Who dunnit : quand Scream ou Destination Finale rencontre Un Jour sans fin
Le réalisateur est le fils de l’acteur producteur Michael Landon (La Petite maison dans la prairie) et a déjà fait ses armes en travaillant aux scénarios de Paranormal Activity 2, 3, 4, jusqu’à réaliser le spin-off.
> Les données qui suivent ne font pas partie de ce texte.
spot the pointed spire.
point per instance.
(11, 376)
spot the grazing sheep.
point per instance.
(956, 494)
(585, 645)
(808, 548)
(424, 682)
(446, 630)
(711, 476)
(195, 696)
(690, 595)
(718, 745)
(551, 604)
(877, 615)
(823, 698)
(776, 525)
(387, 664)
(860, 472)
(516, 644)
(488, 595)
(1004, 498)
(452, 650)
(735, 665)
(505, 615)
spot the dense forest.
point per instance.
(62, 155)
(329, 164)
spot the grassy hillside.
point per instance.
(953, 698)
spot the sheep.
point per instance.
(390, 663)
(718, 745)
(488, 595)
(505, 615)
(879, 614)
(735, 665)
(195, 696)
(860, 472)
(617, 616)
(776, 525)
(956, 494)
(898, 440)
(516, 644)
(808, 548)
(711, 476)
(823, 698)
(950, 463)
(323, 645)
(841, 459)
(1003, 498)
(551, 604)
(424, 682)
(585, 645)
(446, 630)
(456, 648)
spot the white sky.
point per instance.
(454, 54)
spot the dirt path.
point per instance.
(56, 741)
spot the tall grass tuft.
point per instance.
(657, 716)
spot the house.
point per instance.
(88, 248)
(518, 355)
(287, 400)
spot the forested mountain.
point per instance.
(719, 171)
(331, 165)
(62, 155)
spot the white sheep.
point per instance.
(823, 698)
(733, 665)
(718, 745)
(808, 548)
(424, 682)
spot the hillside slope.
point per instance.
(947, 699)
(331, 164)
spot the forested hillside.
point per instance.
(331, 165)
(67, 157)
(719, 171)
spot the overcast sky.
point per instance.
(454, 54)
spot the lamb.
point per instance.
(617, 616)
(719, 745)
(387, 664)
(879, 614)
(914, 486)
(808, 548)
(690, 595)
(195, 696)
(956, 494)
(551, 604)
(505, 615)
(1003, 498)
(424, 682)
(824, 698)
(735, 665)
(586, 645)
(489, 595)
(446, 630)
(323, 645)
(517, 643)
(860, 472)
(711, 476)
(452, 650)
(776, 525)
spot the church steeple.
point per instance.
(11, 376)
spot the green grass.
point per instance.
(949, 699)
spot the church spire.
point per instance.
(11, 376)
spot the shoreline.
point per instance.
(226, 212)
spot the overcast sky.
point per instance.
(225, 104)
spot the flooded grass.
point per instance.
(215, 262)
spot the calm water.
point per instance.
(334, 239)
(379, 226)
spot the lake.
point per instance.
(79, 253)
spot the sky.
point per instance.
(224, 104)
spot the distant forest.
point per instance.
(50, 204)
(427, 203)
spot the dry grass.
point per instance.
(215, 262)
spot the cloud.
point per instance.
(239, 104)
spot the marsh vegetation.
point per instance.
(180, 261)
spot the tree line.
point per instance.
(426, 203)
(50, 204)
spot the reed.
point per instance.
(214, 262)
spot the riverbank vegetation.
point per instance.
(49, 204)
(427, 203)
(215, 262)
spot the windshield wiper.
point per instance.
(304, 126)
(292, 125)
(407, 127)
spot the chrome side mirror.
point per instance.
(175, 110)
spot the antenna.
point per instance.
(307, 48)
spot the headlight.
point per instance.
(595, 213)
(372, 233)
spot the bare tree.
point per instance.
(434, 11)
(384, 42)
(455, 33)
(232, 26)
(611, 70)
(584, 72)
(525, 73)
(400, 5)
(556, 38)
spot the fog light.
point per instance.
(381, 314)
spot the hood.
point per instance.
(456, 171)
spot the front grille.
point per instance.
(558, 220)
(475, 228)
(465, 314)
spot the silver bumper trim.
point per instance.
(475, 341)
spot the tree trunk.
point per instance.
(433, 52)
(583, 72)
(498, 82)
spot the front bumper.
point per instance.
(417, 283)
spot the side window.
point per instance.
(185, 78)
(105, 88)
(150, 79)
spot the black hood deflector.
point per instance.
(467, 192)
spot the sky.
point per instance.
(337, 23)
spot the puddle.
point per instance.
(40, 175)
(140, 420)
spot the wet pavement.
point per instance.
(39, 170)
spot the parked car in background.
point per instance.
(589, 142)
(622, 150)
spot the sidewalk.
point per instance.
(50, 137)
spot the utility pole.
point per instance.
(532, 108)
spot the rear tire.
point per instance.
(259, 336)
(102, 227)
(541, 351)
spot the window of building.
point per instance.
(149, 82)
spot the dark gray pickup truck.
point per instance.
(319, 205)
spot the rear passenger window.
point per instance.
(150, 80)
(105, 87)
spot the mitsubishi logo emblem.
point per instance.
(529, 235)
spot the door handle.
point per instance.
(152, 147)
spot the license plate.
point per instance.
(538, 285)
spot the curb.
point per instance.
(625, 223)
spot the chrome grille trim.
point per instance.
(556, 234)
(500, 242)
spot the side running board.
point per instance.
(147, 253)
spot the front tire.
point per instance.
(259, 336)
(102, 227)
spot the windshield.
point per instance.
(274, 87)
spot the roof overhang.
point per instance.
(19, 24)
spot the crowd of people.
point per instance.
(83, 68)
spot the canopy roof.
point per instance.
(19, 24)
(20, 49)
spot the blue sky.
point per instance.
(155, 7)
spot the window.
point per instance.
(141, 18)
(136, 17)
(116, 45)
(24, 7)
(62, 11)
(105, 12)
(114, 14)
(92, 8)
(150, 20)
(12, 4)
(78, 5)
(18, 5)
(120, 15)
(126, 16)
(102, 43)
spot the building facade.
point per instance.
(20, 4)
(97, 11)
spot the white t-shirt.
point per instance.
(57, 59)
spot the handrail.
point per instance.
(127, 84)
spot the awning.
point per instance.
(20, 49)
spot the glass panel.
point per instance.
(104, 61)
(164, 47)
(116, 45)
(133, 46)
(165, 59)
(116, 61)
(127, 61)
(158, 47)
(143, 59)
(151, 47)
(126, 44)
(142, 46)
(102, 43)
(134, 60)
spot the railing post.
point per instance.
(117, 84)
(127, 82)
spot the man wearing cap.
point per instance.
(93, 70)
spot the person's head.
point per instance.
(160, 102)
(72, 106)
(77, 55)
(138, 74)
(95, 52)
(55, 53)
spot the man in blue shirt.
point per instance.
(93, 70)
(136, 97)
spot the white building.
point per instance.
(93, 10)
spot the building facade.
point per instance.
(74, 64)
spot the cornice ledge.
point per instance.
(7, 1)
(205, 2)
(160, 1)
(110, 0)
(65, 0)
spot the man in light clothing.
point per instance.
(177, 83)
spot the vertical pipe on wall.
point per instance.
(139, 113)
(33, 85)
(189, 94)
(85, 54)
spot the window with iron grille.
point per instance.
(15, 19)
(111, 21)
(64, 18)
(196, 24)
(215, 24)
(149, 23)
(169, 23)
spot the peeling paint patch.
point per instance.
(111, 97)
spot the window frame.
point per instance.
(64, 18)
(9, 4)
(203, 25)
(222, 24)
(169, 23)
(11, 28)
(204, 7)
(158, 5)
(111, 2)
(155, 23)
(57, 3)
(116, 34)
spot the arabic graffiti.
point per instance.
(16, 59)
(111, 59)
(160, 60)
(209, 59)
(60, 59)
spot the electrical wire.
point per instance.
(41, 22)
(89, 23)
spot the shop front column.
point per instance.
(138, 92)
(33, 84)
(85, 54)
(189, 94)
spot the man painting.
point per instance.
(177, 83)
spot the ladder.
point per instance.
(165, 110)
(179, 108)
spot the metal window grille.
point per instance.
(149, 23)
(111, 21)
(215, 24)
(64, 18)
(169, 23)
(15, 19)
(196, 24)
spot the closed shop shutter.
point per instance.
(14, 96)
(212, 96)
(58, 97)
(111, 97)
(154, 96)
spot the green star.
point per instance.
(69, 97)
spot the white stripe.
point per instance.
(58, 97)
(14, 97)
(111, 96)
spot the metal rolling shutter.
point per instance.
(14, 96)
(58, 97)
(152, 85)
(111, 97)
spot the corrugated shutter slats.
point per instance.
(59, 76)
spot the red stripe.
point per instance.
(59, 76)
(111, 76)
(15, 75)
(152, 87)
Alors ce n’est pas certes un gage de qualité de prime abord, et pourtant, s’il y a des talents à signaler, il faut le faire : David F. Sandberg, Fede Alvarez, James Wan qui depuis plus d’une décennie est déjà culte grâce ses trois sagas, Saw, Insidious, The Conjuring… Christopher Landon en est à son troisième long métrage, après le film de fantômes de la saga créée par Oren Peli, (P.A. The Marked Ones), et le film de zombies (Manuel de survie à l’apocalypse zombie uniquement sur Netflix), il se tourne au slasher sur des bases et un fond « déjà-vu », le milieu post- teenage et la fac américaine. On comprend très vite qu’il a dévoré tous les opus de Destination Finale, tant le macabre est habilement tissé de dérision sur les possibles morts de Tree Gelbman. A la fois donc léger et sérieux dans ce qu’il traite, le long métrage, à l’humour noir salvateur, se calque sur le supplice d’une mort certaine en fin de journée si justice n’a pas été faite, jusqu’à possiblement user des clichés propres aux films d’horreur pour les contourner.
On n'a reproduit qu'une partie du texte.